После минутного молчания сидевший рядом со мной Виктор Шкловский <…> сорвался со стула и закричал в лицо бесстрастного туриста:

„— Скажите там, в вашей Англии, скажите вашим англичанам, что мы их презираем, что мы их ненавидим! Мы ненавидим вас ненавистью затравленных зверей за вашу бесчеловечную блокаду, мы ненавидим вас за нашу кровь, которой мы истекаем, за муки, за ужас и за голод, которые нас уничтожают, за все то, что с высоты вашего благополучия вы спокойно называли сегодня „курьезным историческим опытом“! <…>

— Слушайте, вы! равнодушный и краснорожий! — кричал Шкловский, размахивая ложкой. — Будьте уверены, английская знаменитость, какой вы являетесь, что запах нашей крови прорвется однажды сквозь вашу блокаду и положит конец вашему идиллическому, трам-трам-трам, и вашему непоколебимому спокойствию!“

Герберт Уэллс хотел вежливо ответить на это выступление, но перепутал имена говоривших, которые в порыве негодования кинулись друг на друга с громогласными объяснениями…»

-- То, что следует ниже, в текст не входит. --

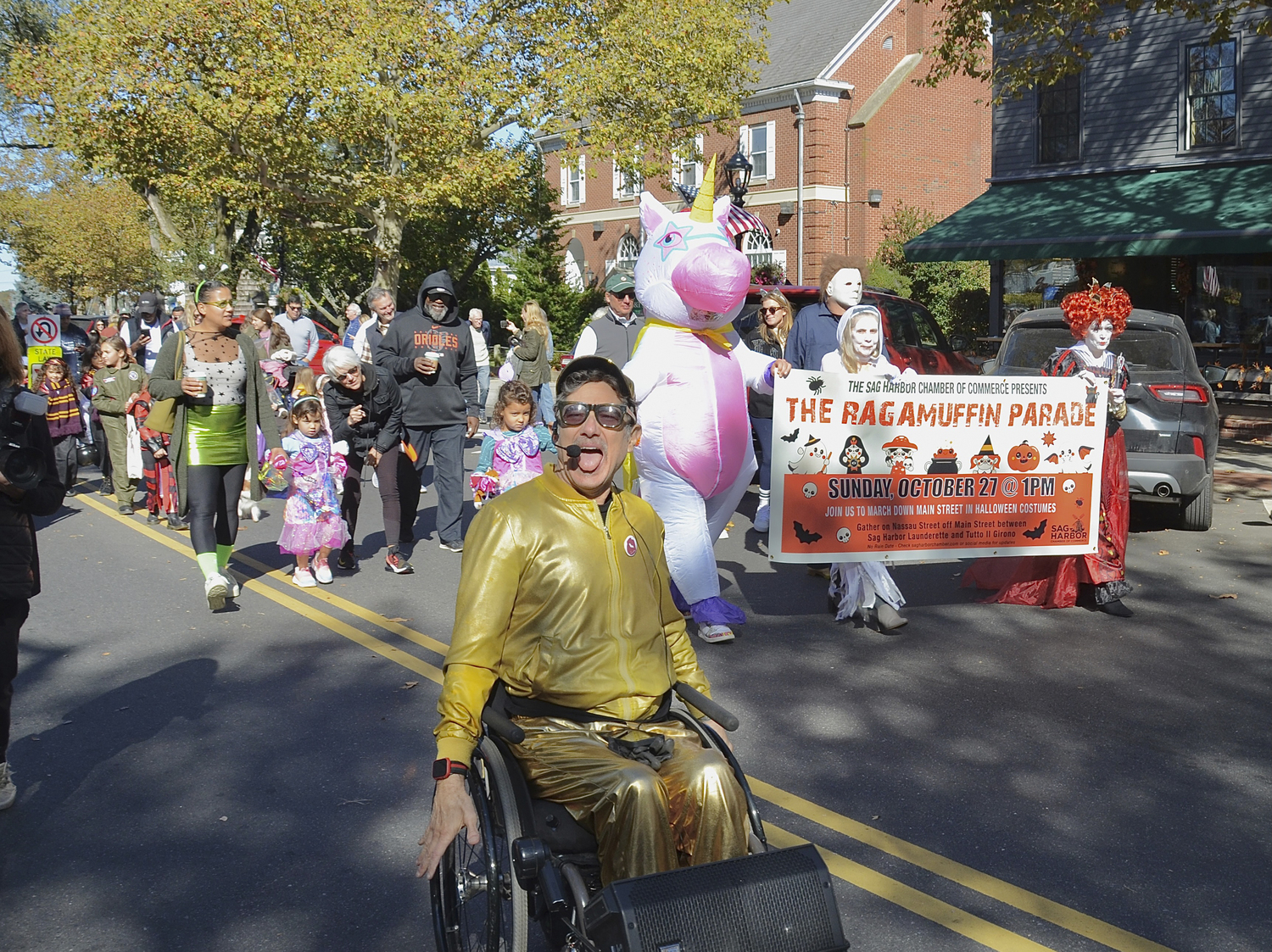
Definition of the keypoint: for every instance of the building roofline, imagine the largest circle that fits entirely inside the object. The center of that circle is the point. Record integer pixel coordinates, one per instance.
(851, 47)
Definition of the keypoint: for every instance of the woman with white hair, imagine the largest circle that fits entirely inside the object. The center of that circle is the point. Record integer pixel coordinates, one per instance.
(364, 406)
(864, 588)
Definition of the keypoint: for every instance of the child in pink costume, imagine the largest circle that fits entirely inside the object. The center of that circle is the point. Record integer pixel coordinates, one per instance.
(312, 525)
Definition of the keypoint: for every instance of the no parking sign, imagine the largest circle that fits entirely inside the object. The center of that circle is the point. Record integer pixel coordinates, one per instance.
(43, 331)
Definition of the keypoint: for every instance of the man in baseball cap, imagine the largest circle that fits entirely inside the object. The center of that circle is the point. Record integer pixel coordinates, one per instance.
(145, 330)
(615, 328)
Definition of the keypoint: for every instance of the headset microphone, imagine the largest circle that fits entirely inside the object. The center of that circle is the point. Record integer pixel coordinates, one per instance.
(572, 450)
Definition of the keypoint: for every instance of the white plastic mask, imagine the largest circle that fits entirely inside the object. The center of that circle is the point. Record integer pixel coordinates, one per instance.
(1098, 337)
(845, 287)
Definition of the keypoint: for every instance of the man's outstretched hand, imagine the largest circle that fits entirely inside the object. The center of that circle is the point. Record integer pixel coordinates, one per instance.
(453, 810)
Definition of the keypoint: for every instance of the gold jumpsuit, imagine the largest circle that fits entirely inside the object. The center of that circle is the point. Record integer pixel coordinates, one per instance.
(569, 609)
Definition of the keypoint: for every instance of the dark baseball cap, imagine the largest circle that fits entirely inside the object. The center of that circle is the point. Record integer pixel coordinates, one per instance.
(620, 281)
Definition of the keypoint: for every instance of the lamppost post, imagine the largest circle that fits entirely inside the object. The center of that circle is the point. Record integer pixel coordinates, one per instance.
(738, 170)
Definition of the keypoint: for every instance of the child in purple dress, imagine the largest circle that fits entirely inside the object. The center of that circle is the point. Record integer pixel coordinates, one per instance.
(511, 454)
(310, 520)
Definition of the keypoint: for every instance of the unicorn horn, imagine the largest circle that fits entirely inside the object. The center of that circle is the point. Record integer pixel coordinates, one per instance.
(705, 200)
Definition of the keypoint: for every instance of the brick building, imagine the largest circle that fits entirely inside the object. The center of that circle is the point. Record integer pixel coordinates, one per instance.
(834, 63)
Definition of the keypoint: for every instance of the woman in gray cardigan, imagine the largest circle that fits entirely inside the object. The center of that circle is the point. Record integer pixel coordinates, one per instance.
(221, 399)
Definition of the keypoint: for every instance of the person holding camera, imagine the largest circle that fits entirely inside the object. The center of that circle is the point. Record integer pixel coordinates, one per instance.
(28, 488)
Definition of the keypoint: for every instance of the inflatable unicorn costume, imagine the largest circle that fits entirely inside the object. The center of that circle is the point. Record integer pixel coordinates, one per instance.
(689, 373)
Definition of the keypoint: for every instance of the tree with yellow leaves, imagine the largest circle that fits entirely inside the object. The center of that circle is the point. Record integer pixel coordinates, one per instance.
(325, 111)
(84, 237)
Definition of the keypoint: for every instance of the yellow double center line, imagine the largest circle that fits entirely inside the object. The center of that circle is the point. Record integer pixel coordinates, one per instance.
(864, 877)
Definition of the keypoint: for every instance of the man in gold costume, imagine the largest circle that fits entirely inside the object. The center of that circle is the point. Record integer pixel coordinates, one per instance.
(564, 598)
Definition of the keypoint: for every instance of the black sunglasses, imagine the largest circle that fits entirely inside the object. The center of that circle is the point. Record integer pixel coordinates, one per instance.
(611, 416)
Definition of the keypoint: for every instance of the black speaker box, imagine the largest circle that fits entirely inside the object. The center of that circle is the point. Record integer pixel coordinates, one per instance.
(778, 901)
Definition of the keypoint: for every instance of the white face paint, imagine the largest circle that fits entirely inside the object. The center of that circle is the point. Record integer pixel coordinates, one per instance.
(865, 337)
(1099, 337)
(845, 287)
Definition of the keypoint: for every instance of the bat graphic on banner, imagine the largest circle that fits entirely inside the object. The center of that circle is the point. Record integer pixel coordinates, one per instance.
(934, 467)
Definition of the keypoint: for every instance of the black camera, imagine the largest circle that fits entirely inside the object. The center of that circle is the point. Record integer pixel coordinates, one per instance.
(22, 465)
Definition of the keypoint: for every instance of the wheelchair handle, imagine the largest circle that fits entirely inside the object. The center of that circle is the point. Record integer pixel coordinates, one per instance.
(501, 726)
(717, 712)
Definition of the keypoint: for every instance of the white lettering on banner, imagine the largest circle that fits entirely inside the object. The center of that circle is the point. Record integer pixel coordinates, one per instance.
(939, 467)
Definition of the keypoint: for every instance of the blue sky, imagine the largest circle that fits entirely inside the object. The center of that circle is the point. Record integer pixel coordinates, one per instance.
(8, 270)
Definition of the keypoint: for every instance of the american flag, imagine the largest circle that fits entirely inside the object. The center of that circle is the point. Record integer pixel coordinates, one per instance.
(1210, 280)
(742, 220)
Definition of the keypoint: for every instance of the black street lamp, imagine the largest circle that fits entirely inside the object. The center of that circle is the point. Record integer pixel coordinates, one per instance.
(738, 170)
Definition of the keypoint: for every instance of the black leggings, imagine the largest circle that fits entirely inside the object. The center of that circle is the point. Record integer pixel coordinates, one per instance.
(389, 499)
(211, 496)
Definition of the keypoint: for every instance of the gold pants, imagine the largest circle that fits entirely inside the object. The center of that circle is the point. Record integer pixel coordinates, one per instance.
(689, 811)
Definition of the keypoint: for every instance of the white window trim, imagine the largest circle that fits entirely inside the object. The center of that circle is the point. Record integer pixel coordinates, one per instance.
(770, 136)
(699, 168)
(638, 185)
(1185, 122)
(565, 183)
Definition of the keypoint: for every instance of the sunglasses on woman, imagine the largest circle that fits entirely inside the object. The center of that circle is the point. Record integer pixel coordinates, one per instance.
(611, 416)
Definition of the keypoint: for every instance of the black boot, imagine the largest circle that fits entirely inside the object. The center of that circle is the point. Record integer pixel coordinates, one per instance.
(1117, 609)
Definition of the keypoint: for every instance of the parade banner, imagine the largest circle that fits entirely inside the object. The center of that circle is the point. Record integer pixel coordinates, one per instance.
(934, 467)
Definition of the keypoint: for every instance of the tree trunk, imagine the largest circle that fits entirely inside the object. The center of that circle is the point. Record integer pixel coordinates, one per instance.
(388, 247)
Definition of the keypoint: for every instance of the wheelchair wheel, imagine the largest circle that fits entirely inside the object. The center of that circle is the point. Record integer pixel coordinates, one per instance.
(477, 905)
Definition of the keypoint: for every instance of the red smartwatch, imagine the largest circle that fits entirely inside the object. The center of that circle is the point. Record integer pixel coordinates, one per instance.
(444, 766)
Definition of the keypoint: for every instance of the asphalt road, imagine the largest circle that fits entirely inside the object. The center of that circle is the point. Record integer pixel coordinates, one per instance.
(992, 777)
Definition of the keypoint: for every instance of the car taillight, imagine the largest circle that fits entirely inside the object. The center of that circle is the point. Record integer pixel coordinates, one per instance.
(1180, 393)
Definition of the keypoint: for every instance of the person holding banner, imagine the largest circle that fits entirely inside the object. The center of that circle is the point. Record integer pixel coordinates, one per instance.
(1094, 317)
(768, 338)
(864, 588)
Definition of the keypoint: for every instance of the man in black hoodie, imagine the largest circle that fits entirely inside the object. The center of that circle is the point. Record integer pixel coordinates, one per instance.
(430, 355)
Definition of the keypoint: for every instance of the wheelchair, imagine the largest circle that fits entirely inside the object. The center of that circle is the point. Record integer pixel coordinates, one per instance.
(534, 862)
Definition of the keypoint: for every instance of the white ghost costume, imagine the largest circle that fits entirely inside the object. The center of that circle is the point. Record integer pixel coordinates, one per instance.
(856, 585)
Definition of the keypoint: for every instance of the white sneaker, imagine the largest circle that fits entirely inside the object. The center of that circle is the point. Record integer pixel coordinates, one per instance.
(715, 634)
(8, 791)
(216, 587)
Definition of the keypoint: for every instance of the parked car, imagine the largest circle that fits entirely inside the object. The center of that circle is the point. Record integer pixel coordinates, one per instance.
(1172, 422)
(913, 337)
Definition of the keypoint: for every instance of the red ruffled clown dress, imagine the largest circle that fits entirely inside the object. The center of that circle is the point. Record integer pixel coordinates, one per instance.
(1052, 581)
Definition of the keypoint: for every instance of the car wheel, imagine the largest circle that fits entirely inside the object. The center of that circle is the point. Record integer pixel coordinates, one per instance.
(1197, 512)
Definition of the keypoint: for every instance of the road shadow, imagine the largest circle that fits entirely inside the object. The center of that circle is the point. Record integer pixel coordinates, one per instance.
(59, 760)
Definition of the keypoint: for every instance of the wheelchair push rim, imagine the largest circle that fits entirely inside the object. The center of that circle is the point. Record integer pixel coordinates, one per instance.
(477, 905)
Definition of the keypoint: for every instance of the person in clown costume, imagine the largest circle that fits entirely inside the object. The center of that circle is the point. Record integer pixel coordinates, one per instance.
(689, 373)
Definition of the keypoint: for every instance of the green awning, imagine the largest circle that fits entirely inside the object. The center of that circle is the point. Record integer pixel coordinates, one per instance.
(1215, 210)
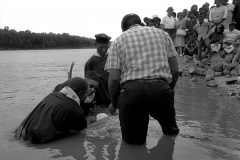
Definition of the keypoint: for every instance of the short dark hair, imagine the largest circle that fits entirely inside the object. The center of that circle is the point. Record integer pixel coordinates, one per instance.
(129, 20)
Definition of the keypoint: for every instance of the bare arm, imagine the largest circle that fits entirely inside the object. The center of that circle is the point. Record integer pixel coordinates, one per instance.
(114, 86)
(174, 70)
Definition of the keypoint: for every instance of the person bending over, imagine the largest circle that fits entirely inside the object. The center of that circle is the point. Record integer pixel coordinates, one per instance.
(143, 73)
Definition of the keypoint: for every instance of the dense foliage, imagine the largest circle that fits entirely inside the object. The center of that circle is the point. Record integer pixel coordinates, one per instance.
(11, 39)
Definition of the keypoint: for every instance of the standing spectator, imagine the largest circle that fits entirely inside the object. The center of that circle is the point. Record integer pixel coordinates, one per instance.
(143, 73)
(190, 50)
(168, 22)
(185, 12)
(236, 14)
(216, 39)
(236, 43)
(179, 41)
(202, 30)
(218, 13)
(229, 37)
(146, 21)
(96, 63)
(188, 26)
(157, 21)
(174, 15)
(230, 9)
(205, 6)
(193, 12)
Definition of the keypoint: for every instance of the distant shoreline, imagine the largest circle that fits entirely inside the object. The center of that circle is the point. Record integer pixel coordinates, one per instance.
(18, 49)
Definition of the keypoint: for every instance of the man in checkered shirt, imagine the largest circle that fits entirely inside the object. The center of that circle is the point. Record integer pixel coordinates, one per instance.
(143, 73)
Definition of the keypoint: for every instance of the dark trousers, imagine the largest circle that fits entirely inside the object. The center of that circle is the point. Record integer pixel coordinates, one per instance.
(187, 52)
(171, 33)
(137, 101)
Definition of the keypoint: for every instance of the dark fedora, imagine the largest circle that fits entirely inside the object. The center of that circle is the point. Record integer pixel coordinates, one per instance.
(170, 8)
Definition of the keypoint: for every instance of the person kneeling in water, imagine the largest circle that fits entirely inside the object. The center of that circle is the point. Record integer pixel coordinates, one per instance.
(58, 114)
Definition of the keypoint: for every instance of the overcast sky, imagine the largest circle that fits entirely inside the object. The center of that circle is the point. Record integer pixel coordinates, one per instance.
(82, 17)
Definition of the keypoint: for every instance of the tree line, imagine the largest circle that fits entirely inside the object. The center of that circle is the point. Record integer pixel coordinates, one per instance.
(11, 39)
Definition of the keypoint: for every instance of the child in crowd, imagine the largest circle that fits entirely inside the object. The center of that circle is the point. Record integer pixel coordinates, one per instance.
(229, 36)
(191, 49)
(216, 39)
(188, 26)
(202, 31)
(236, 43)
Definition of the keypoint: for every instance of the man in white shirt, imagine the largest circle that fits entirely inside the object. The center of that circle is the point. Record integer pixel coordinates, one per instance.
(168, 22)
(229, 36)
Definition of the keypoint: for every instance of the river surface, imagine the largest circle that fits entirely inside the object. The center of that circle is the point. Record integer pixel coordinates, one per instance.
(209, 123)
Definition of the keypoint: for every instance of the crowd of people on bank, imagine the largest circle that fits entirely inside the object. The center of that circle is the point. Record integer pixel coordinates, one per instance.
(198, 33)
(137, 73)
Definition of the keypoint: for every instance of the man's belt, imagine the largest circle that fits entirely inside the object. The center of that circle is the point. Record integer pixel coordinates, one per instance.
(150, 80)
(168, 29)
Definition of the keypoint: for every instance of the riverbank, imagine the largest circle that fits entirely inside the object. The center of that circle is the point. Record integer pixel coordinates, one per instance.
(63, 48)
(213, 79)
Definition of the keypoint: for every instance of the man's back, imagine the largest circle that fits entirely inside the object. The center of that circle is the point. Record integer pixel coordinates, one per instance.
(143, 53)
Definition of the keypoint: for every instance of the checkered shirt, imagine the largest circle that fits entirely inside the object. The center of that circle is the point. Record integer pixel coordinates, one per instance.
(141, 53)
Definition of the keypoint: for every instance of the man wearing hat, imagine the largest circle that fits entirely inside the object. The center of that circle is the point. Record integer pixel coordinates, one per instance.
(57, 114)
(96, 63)
(167, 23)
(143, 73)
(229, 36)
(157, 21)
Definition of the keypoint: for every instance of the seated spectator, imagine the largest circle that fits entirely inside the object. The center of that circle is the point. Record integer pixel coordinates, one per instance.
(229, 36)
(190, 50)
(216, 39)
(202, 31)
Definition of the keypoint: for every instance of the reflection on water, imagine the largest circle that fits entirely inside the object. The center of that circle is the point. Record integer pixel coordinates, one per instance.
(209, 124)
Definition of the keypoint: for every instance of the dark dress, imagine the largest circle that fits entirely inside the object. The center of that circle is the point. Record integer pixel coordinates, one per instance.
(55, 116)
(236, 15)
(97, 64)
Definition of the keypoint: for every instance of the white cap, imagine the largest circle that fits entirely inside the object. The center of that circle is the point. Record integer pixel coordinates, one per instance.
(101, 116)
(154, 16)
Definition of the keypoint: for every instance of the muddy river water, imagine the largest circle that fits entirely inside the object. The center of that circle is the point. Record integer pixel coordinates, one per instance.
(209, 122)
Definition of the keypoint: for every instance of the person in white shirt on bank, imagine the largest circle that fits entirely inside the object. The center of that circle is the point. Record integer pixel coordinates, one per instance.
(168, 22)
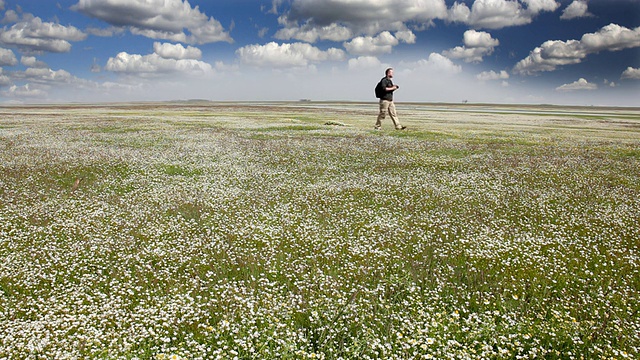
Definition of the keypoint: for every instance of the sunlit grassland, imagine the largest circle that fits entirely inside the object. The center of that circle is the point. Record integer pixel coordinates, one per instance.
(257, 231)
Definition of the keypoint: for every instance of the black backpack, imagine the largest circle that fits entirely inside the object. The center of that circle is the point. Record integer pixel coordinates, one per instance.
(380, 90)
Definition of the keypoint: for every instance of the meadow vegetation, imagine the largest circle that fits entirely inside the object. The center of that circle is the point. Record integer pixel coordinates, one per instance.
(257, 231)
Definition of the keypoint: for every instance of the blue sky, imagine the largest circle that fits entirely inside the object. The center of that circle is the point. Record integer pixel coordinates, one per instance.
(582, 52)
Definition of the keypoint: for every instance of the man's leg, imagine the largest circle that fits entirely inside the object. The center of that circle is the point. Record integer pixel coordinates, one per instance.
(384, 106)
(394, 116)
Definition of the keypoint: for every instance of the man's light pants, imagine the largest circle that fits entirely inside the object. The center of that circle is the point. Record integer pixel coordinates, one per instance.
(387, 106)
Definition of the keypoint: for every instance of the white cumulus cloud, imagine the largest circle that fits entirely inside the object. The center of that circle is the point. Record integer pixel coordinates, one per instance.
(383, 43)
(492, 75)
(497, 14)
(631, 73)
(477, 44)
(176, 51)
(7, 57)
(577, 9)
(31, 34)
(154, 64)
(554, 53)
(580, 84)
(173, 20)
(286, 55)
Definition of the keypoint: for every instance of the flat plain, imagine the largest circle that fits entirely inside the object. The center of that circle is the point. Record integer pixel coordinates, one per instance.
(203, 230)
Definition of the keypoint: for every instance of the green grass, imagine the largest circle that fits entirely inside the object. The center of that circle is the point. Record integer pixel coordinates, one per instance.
(271, 239)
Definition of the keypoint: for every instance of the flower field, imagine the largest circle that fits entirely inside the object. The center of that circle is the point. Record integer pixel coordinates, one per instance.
(296, 231)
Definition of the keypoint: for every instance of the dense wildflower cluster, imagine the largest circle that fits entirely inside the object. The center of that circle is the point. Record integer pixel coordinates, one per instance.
(172, 233)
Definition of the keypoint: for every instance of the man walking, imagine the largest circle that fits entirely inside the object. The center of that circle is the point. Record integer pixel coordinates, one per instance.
(386, 101)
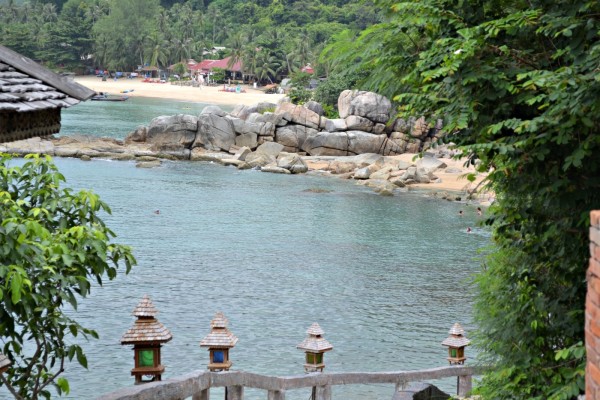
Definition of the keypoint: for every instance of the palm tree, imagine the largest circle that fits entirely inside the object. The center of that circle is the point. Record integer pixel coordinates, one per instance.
(267, 66)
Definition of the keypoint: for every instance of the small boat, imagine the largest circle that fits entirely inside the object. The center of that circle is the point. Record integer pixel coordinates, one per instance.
(106, 97)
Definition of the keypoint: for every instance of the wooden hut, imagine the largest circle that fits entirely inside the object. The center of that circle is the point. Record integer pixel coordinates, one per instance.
(31, 97)
(146, 335)
(315, 345)
(456, 344)
(219, 341)
(4, 363)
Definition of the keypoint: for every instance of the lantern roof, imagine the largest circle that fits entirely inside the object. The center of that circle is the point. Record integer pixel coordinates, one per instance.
(315, 342)
(219, 336)
(456, 338)
(145, 308)
(4, 362)
(146, 329)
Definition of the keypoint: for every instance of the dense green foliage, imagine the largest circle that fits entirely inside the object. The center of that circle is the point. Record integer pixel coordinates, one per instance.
(518, 86)
(52, 246)
(272, 38)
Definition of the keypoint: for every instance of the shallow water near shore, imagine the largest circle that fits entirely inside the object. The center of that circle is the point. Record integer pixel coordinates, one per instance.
(115, 119)
(385, 277)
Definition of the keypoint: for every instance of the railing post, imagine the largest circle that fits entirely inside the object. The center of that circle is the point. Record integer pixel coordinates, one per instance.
(235, 392)
(203, 394)
(276, 395)
(465, 385)
(323, 393)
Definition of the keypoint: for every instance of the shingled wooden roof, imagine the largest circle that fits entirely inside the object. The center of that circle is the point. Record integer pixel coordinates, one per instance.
(146, 329)
(31, 97)
(456, 338)
(219, 337)
(315, 342)
(4, 363)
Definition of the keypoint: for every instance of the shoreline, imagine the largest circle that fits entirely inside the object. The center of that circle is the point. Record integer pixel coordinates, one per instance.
(204, 94)
(454, 182)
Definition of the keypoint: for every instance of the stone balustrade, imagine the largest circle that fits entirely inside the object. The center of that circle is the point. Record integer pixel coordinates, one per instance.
(197, 384)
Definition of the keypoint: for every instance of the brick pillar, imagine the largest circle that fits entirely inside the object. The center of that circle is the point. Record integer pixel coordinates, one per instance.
(592, 312)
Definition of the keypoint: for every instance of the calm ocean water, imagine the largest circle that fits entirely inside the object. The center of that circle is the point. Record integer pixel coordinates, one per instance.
(385, 277)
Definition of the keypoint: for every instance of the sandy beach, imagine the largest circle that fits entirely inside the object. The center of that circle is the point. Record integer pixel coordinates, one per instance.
(453, 182)
(205, 94)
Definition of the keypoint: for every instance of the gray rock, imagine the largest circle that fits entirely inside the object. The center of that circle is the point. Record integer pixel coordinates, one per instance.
(213, 110)
(356, 123)
(293, 136)
(364, 104)
(362, 173)
(315, 107)
(148, 164)
(240, 111)
(348, 143)
(260, 160)
(335, 125)
(430, 164)
(299, 115)
(274, 169)
(139, 135)
(214, 132)
(177, 129)
(242, 153)
(269, 149)
(292, 162)
(249, 140)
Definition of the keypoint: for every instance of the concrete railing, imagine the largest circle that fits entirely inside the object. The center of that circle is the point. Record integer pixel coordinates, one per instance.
(198, 383)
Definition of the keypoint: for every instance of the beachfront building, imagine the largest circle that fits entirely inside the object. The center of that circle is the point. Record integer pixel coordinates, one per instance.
(32, 96)
(206, 67)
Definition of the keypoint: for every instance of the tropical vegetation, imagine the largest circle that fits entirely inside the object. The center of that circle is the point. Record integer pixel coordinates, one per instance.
(518, 86)
(271, 38)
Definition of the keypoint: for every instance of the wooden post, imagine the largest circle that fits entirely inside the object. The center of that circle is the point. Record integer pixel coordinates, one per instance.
(203, 394)
(323, 393)
(276, 395)
(234, 393)
(465, 385)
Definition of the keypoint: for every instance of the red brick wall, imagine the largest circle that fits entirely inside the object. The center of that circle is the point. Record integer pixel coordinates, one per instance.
(592, 312)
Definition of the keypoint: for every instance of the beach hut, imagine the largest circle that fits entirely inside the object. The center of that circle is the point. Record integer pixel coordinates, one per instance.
(32, 96)
(315, 345)
(218, 342)
(456, 344)
(146, 335)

Шкловскому эпизод запомнился несколько иначе, особенно в том, что касается его собственной речи: «Выступил Амфитеатров, который говорил о том, что на нас одето — это хороший костюм, а под этим костюмом обрывки грязного белья… <…> Горький говорил: „Знаете, нехорошо так жаловаться“. Я выступил…<…> „Вы нам устроили блокаду. У нас закрыт порт, вот недавно к нам пришел корабль, который привез немножко еды и духи. Мы эти духи меняли в окрестностях, хорошие французские духи. И вот отношения испорчены навсегда. Ну, словом, это не забудем“. Уэллс ответил: „Я не отвечаю за это, политика ужасная…“» Слонимский: «Тут он [Амфитеатров] взъярился и, вообразив себя, очевидно, перед многотысячной аудиторией, завопил: „Но если все здесь скинут с себя верхние одежды, то вы, господин Уэллс, увидите грязное, давно не мытое, клочьями висящее белье!“ Тут Алексей Максимович улыбнулся.<…> Это уже был анекдот. Стараясь разоблачить перед иностранным гостем „ужасы революции“, противники самым комическим образом разоблачали самих себя». А вот воспоминания Оцупа о выступлении Амфитеатрова: «Речь эта, взволнованная и справедливая, вызывала все же ощущение неловкости: равнодушному, спокойному, хорошо и чисто одетому англичанину стоило ли рассказывать об этих слишком интимных несчастьях. Гумилева особенно покоробило заявление о неделями не мытом белье писателей. Он повернулся к говорящему и произнес довольно громко: „Parlez pour vous!“».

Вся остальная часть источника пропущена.